Tuesday, April 28, 2015

Kathmandu: The gems and the lost Treasures

On my journey to the Himalayan Kingdom of Nepal, I fell in love with its beautiful landscape and met wonderful people who were friendly and kind-hearted.

In August 2013, in an uncertain moment, I traveled to Kathmandu and cherished the 6-day trip. It was one of the most beautiful experiences in my life to learn about the Nepalese people's culture and traditions.

From the first day of my trip, I have imagined the glorious past of the place as I pass around the narrow streets with modern and centuries-old architecture--evidence of Nepal's rich heritage and culture. I have roamed around and bought Kurtas (traditional Nepalese clothe) from different shops, and at the same time, I was able to stop by coffee shops to awaken my senses and continue the journey.

I was amazed by the view of the Kathmandu valley from the hotel where I stayed, as one can see the mountains surrounding the city and the crowded houses and buildings made of stones and bricks.

On a beautiful morning, as I walk in the old streets, I witness the businesses of the people. It is so simple, yet full of spiritual practices to start the day. They pray and chant to their Gods, using aromatic incense to drive off evil spirits or any form of negativity. I used to burn incense of different scents for my daily prayers and intentions.

On a sunny afternoon, as I walked into the downtown area, I saw the simple living of the people. They are not into buying luxurious things. In fact, they only have a few malls that sell bargain products. There's a huge football field and park with a tall observatory tower where one can see the panoramic view of the Kathmandu valley.

As I walked down the streets, I saw beautiful natural scenery and some that were man-made. I spent a few hours walking and rejuvenating at the famous lake in the central business area. Beside the lake are food stalls in the street selling coffee, tea, and bread; I have tasted them to get some energy for a long walk.

Kathmandu is such a peaceful place, and I felt the people's spirituality. There are temples everywhere for them to pray and glorify their Gods. They offer food and burn incense, and there's something more than their religious practices. They care and love people regardless of race and creed. They have happy faces, and they even look like Filipinos. I have witnessed their friendliness and hospitality to tourists. They are very conversant about Nepal's history and heritage and helpful in any way.

Kathmandu is rich in heritage sites that are recognized and protected by UNESCO. A day before I left, I could grab the offer for a day tour of 4 out of 7 UNESCO world heritage sites. 

I have meditated in the mountainous places of Swayambunath and Pashupatinath, where huge stupas can be seen as the center of attraction. I visited the ancient city and Durbar Square in Patan, and it was in that place where I felt that I was on time travel. I sensed that I was transported several centuries back, although I can see and interact with modern people--the locals and foreign tourists in their everyday clothing, ways, and actions.

On April 25, 2015, it was a tragic moment when the Himalayan Kingdom of Nepal was reported to suffer a strong magnitude earthquake. Kathmandu and its nearby town, including northern India (Bihar state) and southern China (Tibet region), were heavily devastated and lost thousands of people, including locals and foreigners. The Kathmandu valley was destroyed with thousands of houses and buildings that collapsed, a thousand families became homeless, and a thousand lives were killed.

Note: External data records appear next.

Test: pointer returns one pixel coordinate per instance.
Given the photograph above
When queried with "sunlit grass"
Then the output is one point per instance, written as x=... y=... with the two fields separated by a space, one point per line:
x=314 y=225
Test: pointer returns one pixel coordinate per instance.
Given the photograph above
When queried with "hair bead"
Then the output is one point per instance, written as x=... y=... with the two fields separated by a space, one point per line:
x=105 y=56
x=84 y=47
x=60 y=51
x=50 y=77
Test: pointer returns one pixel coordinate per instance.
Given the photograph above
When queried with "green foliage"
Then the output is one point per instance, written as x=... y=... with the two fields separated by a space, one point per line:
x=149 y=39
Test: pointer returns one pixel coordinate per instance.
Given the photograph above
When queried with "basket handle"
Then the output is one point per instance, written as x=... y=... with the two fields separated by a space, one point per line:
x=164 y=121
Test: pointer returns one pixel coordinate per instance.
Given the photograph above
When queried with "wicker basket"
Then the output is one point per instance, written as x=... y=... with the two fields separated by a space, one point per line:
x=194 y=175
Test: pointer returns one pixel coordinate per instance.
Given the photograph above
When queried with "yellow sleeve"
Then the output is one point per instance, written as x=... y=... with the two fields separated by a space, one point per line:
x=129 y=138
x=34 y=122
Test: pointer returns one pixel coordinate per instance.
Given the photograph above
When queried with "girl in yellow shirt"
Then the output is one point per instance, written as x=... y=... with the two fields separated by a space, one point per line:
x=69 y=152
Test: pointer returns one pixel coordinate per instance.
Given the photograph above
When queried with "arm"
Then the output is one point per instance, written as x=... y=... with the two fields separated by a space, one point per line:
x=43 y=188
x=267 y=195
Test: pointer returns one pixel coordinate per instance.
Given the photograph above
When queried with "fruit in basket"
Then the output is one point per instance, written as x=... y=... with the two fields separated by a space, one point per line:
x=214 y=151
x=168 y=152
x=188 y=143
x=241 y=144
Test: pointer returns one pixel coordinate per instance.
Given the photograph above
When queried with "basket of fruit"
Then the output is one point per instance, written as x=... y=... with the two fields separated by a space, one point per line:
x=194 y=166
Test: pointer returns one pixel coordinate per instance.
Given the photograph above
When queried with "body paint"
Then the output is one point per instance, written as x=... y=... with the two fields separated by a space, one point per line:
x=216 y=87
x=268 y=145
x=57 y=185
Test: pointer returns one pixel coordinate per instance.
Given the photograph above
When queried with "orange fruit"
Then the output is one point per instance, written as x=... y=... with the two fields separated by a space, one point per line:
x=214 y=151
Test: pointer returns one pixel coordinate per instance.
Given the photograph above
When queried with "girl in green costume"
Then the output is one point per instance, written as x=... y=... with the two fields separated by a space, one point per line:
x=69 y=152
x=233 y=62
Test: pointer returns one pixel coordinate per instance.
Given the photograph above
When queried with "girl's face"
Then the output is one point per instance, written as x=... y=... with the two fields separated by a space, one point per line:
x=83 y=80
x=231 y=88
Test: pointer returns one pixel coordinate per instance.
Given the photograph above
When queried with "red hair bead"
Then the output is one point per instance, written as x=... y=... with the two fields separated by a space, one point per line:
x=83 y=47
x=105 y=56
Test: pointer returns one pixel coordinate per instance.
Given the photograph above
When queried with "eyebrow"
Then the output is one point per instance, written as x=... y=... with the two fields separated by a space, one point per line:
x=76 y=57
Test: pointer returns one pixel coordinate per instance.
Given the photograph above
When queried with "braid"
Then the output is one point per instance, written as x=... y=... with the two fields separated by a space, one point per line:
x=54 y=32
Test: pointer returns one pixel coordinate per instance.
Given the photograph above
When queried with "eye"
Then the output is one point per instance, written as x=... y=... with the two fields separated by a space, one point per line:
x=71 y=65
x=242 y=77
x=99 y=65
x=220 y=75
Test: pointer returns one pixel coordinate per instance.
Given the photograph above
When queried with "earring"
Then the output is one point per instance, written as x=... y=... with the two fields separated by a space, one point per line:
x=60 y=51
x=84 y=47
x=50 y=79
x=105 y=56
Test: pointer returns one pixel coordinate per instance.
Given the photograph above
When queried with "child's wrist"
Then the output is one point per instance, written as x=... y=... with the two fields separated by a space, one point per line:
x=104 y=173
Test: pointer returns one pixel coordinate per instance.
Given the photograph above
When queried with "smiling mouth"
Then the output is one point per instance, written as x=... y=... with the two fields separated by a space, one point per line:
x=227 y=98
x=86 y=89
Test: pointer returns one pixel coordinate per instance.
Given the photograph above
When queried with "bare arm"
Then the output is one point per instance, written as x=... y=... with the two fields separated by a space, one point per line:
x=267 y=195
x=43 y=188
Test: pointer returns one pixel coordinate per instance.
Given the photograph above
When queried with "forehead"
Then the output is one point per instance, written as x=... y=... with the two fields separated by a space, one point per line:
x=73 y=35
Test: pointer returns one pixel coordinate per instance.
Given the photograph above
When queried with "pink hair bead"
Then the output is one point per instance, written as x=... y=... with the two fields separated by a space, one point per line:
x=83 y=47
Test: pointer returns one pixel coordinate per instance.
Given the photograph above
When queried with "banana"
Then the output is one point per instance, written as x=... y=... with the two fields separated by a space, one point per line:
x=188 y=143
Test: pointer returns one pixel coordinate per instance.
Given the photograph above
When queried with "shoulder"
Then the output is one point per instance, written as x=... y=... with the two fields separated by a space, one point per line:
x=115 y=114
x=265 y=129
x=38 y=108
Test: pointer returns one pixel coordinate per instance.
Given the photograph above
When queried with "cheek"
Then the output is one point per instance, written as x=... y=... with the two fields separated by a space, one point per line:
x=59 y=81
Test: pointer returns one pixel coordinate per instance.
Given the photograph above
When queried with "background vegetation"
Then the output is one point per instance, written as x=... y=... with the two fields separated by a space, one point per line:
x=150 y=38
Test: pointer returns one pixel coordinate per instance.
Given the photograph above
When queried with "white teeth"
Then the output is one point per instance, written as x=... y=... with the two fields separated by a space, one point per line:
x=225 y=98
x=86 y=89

It saddened me to hear the news as I recalled the beautiful memories I had with the Nepalese people I met and interacted with on the road. I remember when I enjoyed their heritage sites and everything Kathmandu offers. I have learned many things about them and am grateful for the joyful experience.

Now that almost everything was lost, how could they recover from the tragedy? How many of those people I met have died, and how many have survived? How are those playful kids I have interacted with at the park? Life could be unpredictable and bad things could happen to good people.

At the present time, it is about survival, but a sad fate to innocent lives. You may have met wonderful people, but tomorrow they might be gone. You may have seen impressive structures, but they may have been out of sight tomorrow. Survival is not about religion or spirituality. It is now a way of life.

From the magnificent peak of Mount Everest; the serenity of Pokhara; and the architectural heritage of Kathmandu, Nepal is a gem I have found, but now it is a lost treasure. It will take work. Hence it will take time to stand up and face the world again. They need our help in any way, and once they are well and ready, they will stand up and build up their soulful heritage.